Seeking Answers to Funding Questions
New Study to Examine School Funding
By Dr. Michael Rice
Superintendent, Kalamazoo Public Schools
How much does it cost to reasonably fund the education of a student from pre-kindergarten to 12th grade?
This simple question is surprisingly complicated. Indeed, it has been the subject of studies in numerous states over the last three decades. Until recently, however, Michigan had never attempted to answer this fundamental question.
That changed in December 2014, when Michigan state legislators contracted for a study to address this question. The study—which used one of four accepted research methods for answering the question— was published in the summer of 2016.
In a nutshell, the study suggested what many of us have argued for years: that Michigan public education is underfunded, to the detriment of the state’s 1.5 million public schoolchildren. Among the research findings were the following:
• T h e per pupil foundation allowance — the base revenue amount per student in the state — was underfunded by approximately $1,000 per student.
• Many students cost more than others. For example, the study noted that English language learners cost roughly 40 percent more on average than general education students and should generate this percentage additionally over the base for their education. It also determined that poor students cost approximately 30 percent more on average than their middle-class peers and should generate this percentage more over the base for their education.
• While it acknowledged that special needs students cost more to educate on average than non-special needs students, it noted that the technical challenges with Michigan data did not permit a firm estimate of the additional costs for special needs students.

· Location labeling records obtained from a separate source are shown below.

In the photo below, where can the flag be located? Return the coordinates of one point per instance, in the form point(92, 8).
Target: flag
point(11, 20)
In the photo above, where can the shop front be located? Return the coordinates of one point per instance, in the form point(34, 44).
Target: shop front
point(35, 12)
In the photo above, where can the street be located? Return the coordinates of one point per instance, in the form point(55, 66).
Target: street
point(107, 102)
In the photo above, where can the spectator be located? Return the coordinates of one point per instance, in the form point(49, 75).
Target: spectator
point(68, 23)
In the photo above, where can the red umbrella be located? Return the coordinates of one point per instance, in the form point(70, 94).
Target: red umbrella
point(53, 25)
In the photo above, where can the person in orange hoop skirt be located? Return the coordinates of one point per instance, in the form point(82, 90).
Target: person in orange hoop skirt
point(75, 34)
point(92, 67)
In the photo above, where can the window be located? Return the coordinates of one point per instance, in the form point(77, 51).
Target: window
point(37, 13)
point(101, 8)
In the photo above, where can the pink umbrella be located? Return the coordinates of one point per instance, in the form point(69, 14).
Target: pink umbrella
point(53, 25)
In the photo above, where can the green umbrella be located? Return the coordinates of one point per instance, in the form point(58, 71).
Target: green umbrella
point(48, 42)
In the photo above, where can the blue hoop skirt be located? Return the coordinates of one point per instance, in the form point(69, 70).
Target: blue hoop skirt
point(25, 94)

When it came out, state officials initially criticized and then largely ignored this first study. While it is true that the study had its limitations, it is also true that it was a good beginning at answering the important question of adequate funding.
A new group — the School Finance Research Collaborative — a group of business leaders and educators — has recently contracted for a new study on the same question. This study, broader than the first, uses two of the other three research methods to address the question of adequacy of school funding for public school students.
For many years, Michigan public education was well funded compared to other states in the country. Over the last two decades, however, Michigan’s poverty has increased, its funding for public education relative to other states and to inflation has plummeted, and its student achievement relative to other states has declined as well. Funding and school performance are related to one another.
One way of looking at the funding challenges in recent years is simply to look at the adverse effect of inflation relative to state aid. Take KPS for example. When one compares inflation over the last 12 years to state per pupil foundation allowance growth, KPS has lost approximately 20 percent of the buying power of its state per pupil foundation allowance. That’s a profound cut over the last 12 years. Other districts have been significantly harmed as well.
Michigan is poorer than it was 17 years ago at the turn of the century. For years, at risk funding in the state, the funding that was supposed to address the additional costs of educating poor children in the state, was fixed at $309 million statewide. In 2015, the governor recommended a $100 million increase statewide in this amount, and the legislature approved $70 million. This year, the governor recommended a $150 million increase statewide, and the legislature approved $120 million. While these increases don’t begin to fully address the added costs of educating poor children, they begin to recognize and partially address the state’s historic underfunding of our children in poverty.
For many years, the Kalamazoo Public Schools Board of Education and the KPS administration have lobbied the state legislature for more state funding for public schools. Since the advent of Proposal A in 1994, the vast majority of school funding comes from the state. If education funding in the state is to improve, it must be the state that improves it, given our state school finance system post Proposal A.
I appreciate the opportunity to serve on the Steering and Technical Committee for the School Finance Research Collaborative. I appreciate the fact that the collaborative is funding a study that is due to be finished and published mid-winter. I appreciate the fact that, while no one knows what the study in process will ultimately reveal, those of us who have had the opportunity to work in other states—and particularly in states that fund public education better than Michigan— know that supports that are taken for granted in other states are more rarely seen here.
We can do better in Michigan. Better funding for students and staff is a part of what is needed to make us a Top 10 education state over the next 10 years.